Si indaga su cose losche, sporche, su malaffari; ecco, per la persona in questione è evidente che «Il Mondo al contrario» sia parte di questo: qualcosa di illegale.
In prima serata poi sono cominciati i primi programmi tv di approfondimento. E anche qui l'ex Generale della Folgore era uno dei temi forti. Ed anche qui alla fine si è parlato dei soldi incassati dal militare.
Stamattina nella consueta rassegna stampa trovo diversi giornali fare i conti in tasca a Vannacci, conti fatti con chissà poi quale criterio dato che si passa dal milione e più ad 800 mila euro, fino a 600 mila. Insomma, la si spara grossa. Numeri a parte però a colpire è il fatto che il successo della pubblicazione sia utilizzato come elemento di colpa. Ma da quando?
Solitamente quando un film al cinema fa il record di spettatori ed incassi se ne parla in maniera positiva; lo stesso per una serie tv capace di catturare più spettatori ed interesse degli altri. Il libro di Vannacci no; il successo in questo caso è un male, un mezzo reato.
Le ultime rilevazioni raccontano che ad agosto il discusso testo è il primo in classifica, non solo; da solo vende più del doppio degli altri 9 libri della top ten italiana. Per dirla breve: se «Il Mondo al contrario» vende mille copie, gli altri 9 insieme ne vendono 500, 50 a testa...
C'è una cosa che certi benpensanti ed opinionisti odiano e non sono le critiche: è il fatto che altri vendano più di loro, che qualcuno possa avere più successo. Fa rabbia se si tratta di un altro collega, figuratevi il mal di stomaco che provoca sapere che tanto clamore e risultati siano frutto della penna di un militare. Siamo quindi all'invidia, ai suoi massimi.
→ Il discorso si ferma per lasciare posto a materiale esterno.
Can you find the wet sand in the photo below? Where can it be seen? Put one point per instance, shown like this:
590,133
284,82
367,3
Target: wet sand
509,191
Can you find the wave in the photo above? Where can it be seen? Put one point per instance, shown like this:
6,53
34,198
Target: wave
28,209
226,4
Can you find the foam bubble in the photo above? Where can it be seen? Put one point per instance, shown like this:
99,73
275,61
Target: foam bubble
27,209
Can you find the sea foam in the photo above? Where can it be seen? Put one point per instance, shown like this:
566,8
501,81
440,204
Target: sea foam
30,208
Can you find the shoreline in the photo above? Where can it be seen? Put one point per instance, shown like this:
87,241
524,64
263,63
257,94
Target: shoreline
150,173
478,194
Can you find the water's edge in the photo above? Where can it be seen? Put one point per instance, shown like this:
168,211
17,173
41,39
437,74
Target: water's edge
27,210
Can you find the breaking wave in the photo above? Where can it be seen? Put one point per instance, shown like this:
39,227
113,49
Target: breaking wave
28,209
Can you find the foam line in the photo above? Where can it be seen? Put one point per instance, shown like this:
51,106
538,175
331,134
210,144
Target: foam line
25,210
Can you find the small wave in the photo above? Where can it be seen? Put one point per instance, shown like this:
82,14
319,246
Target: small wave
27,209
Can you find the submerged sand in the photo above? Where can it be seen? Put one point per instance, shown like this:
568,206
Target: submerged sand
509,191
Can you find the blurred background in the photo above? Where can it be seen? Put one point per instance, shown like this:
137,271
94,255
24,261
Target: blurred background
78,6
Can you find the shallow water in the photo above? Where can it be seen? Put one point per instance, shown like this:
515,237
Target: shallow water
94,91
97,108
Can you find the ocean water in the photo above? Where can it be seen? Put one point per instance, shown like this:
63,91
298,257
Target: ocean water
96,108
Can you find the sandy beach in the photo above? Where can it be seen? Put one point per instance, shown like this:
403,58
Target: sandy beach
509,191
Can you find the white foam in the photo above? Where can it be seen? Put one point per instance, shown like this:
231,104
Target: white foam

Livore che viene mascherato (in malo modo) leggendo le spiegazioni che vengono date in maniera ufficiale o informale del successo del libro di Vannacci: «L'Italia è un paese di razzisti, ignoranti. Sono loro a comprare il libro....». Ma è solo invidia di chi per arrivare al numero di testi venduti dal militare della Folgore deve scrivere un libro l'anno, per 30 anni; invidia di chi ha scritto testi che non sono mai finiti (se non per accordi con le case editrici nei tour di promozione, spesso sotto Natale) in tv o in radio o sui siti; invidia di chi non ha mai sentito al bar o a tavola una discussione sui loro scritti. Di chi si sente superiore per autodeterminazione ma poi si trova la realtà davanti con un basco e parole «scorrette« che però lasciano il segno molto più delle loro.